The problem states: $5$ cards are dealt from a standard $52$ card deck. What is the probability that the sum of the values on the five cards is $48$ or more?
It is assumed of course that the value of face cards is $10$ and that of aces $11$. I know I am looking for the ratio between the number of possible outcomes with sum of values at least $48$, and the total number of possible outcomes, but I am having trouble finding the former quantity.
Any help is appreciated, thank you!
These are the ways to do it.
A) 4 aces and a card between 4 and 10.
B) 3 aces and two cards whose sum is 15 or higher and whose values are between 5 and 10.
C) 2 aces and three cards whose sum is 26 or higher and whose values are between 6 and 10.
D) 1 ace and 4 cards whose sum is 37 or higher and whose values are between 7 and 10.

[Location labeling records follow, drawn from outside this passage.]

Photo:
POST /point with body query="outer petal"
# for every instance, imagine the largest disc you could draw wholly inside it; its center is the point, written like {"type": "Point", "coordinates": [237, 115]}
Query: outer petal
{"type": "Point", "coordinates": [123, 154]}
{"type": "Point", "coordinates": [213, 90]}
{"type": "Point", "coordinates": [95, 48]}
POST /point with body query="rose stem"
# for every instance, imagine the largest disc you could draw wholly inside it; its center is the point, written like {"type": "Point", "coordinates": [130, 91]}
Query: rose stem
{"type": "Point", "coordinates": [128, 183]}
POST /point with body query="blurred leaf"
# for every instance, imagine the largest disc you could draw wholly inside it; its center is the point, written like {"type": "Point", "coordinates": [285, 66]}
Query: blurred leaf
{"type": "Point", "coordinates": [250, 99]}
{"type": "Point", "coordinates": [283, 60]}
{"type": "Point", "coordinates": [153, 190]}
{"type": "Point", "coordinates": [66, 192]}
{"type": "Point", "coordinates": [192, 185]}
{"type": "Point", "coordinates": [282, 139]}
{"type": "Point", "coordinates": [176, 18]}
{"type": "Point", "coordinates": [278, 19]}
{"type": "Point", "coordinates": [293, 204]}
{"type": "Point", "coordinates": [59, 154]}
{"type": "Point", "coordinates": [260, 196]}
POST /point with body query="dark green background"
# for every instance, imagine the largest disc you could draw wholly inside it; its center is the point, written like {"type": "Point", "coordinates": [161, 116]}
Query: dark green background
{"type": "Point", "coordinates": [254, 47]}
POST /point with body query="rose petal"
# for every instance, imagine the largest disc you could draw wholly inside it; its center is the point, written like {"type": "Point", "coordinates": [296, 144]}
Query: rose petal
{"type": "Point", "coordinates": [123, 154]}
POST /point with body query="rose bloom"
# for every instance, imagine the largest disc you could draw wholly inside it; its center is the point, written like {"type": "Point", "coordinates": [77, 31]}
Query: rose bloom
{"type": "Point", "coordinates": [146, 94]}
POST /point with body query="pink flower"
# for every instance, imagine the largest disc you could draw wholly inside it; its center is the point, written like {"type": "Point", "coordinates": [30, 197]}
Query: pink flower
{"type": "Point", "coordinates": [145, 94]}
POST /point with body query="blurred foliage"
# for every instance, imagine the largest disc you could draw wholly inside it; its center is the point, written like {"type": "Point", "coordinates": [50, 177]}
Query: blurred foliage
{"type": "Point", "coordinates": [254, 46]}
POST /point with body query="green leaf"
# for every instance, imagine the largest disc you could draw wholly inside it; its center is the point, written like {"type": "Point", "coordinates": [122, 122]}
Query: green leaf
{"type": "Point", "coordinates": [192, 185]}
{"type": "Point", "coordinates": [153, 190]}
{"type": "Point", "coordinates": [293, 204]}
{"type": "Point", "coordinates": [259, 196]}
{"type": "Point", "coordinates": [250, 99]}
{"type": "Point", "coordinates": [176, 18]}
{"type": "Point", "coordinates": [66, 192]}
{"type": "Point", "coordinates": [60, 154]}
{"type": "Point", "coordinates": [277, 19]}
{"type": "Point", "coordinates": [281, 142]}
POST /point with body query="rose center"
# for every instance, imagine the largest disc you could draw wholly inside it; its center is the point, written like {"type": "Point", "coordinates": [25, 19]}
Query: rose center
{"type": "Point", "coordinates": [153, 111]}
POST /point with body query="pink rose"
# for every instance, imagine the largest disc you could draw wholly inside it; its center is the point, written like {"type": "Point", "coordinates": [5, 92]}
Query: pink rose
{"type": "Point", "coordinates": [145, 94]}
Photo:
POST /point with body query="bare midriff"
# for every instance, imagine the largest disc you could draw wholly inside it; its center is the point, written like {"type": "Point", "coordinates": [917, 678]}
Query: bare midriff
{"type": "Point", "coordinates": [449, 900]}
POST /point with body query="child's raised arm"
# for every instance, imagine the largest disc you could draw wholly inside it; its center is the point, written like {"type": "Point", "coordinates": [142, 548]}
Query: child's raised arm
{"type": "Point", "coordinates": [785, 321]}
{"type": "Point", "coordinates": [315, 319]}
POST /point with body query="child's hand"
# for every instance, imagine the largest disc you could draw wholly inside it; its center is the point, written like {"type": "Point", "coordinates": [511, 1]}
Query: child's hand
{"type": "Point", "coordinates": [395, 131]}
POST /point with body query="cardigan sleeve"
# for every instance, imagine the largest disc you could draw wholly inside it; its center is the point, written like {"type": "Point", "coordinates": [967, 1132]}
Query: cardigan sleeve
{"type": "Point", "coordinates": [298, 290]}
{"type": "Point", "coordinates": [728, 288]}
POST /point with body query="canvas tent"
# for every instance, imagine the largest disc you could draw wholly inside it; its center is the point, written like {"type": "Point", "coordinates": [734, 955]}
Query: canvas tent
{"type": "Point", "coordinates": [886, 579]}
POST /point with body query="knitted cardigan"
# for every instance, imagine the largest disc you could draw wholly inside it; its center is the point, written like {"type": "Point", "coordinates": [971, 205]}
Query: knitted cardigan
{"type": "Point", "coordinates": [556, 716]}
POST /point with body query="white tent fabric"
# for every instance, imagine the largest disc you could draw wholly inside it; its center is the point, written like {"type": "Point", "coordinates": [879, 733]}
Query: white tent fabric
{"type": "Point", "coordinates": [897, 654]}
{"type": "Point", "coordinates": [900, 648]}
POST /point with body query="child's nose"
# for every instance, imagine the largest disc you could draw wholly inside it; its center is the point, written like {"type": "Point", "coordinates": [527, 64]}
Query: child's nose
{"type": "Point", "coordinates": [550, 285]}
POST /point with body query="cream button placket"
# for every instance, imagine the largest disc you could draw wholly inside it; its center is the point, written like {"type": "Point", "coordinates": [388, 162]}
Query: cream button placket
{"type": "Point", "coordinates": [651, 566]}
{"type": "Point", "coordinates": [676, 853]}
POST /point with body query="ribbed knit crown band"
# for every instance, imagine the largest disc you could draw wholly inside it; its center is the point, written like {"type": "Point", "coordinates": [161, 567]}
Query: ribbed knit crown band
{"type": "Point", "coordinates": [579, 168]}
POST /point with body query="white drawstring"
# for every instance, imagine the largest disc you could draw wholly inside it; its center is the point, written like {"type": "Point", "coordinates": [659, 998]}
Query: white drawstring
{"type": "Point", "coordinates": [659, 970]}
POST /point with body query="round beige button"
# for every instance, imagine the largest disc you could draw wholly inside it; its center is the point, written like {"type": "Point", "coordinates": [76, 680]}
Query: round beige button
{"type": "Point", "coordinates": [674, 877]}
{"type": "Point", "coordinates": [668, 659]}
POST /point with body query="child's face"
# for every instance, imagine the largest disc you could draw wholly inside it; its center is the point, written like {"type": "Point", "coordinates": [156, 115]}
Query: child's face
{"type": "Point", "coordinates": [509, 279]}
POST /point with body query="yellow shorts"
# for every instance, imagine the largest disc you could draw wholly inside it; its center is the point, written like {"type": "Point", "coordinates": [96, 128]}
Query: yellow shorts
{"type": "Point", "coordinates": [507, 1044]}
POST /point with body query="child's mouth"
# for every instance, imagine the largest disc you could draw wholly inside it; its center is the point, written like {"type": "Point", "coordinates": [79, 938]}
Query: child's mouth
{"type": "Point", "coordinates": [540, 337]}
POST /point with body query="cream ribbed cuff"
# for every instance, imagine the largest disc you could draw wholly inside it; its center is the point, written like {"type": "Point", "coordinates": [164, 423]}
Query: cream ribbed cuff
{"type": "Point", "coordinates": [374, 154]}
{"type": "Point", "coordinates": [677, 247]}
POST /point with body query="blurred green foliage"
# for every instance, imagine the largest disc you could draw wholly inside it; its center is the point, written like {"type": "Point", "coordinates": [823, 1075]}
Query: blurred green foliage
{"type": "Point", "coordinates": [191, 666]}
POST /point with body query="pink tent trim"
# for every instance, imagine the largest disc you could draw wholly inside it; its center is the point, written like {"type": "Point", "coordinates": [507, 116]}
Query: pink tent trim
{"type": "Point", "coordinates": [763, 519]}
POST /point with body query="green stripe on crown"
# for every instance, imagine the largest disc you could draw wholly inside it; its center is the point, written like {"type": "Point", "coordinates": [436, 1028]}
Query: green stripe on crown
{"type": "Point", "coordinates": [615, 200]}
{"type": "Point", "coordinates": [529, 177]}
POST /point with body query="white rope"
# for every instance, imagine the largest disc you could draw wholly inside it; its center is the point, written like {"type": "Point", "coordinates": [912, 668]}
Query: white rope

E) no aces and 5 cards whose sum is 48 or higher and whose values are between 8 and 10.
So
A) there is one way to have 4 aces. And there are 40 cards between $4$ and $10$. (Ten ranks, 4,5,6,7,8,9,10,J,Q,K and 4 suits. So A) is 40.
B) There are 4 ways to have 3 aces. And the ways to have two cards add to more than 15 are
B1) two 10s. There are $12*11/2$ ways to do this.
B2) a ten and a card between 5 and 9. There are $12$ tens and $5*4$ cards between 5 and 9. So there are $240$ ways to do this.
B3) 2 9s. There are $4*3/2=6$ ways to do this.
B4) A 9 and a card betweem 6 and 8. There are $4*(3*4) = 48$ ways to do this.
B5) two 8s. There are $4*3/2=6$ ways to do this.
B6) an 8 and a 7. There are $4*4=16$ ways to do this.
So B1) = $4*12*11/2$;B2) $4*240$; B3) $4*6$; B4) =$4* 48$ B5) $4*6$; B6) = $4*16$
C) there are $3*4/2$ ways to pick two aces. Two pick three cards that are 26 or higher between $6$ and $10$ are
C1) Three 10s. There are $12*11*10/3!$ ways to do this.
C2) Two 10s. and a card between $6$ and $9$. There are $12*11/2$ times $4*4$ ways to do this.
C3) One 10. and two 9s. There are $12$ times $4*3/2$ ways to do this.
C4) A 10, a 9, and a 7 or an 8. There are $4*4$ times $2*4$ ways to do this.
C5) A 10, and two 8s. There are $4$ times $4*3/2$ ways to do this.
C6) three 9s. There are $4$ ways to do this.
C7) two 9s and an 8. There are $4*3/2$ times $4$ ways to do this.
D) there are $4$ ways to have one ace. The ways to have 4 carsd whose sum is 37 or higher for $7$ through $10$ is:
D1) four tens: $12*11*10*9/4!$ ways to do that.
D2) three tens: and a $7$, $8$ or $9$. $4$ times $3*4$ ways to do that
D3) two 10s, two nines. there are $4*3/2$ times $4*3/2$ ways to do that.
D4) two 10s, a nine and an eight. There are $4*3/2$ times $4*4$ ways to do that.
D5) one 10, 3 nines. There are $4$ times $4*3/2$ ways to do that.
E) the ways to do this are
E1) five 10s. There are $12*11*10*9*8/5!$ ways to do that.
E2) four 10s and an 8 or 9. There are $12*11*10*9/4!$ times $8$ ways to do that.
E3) three 10s and two 9s. There are ${12\choose 3}$ times ${4 \choose 3}$ ways to do that.
Multiply and add them up and divide by ${52 \choose 5}$.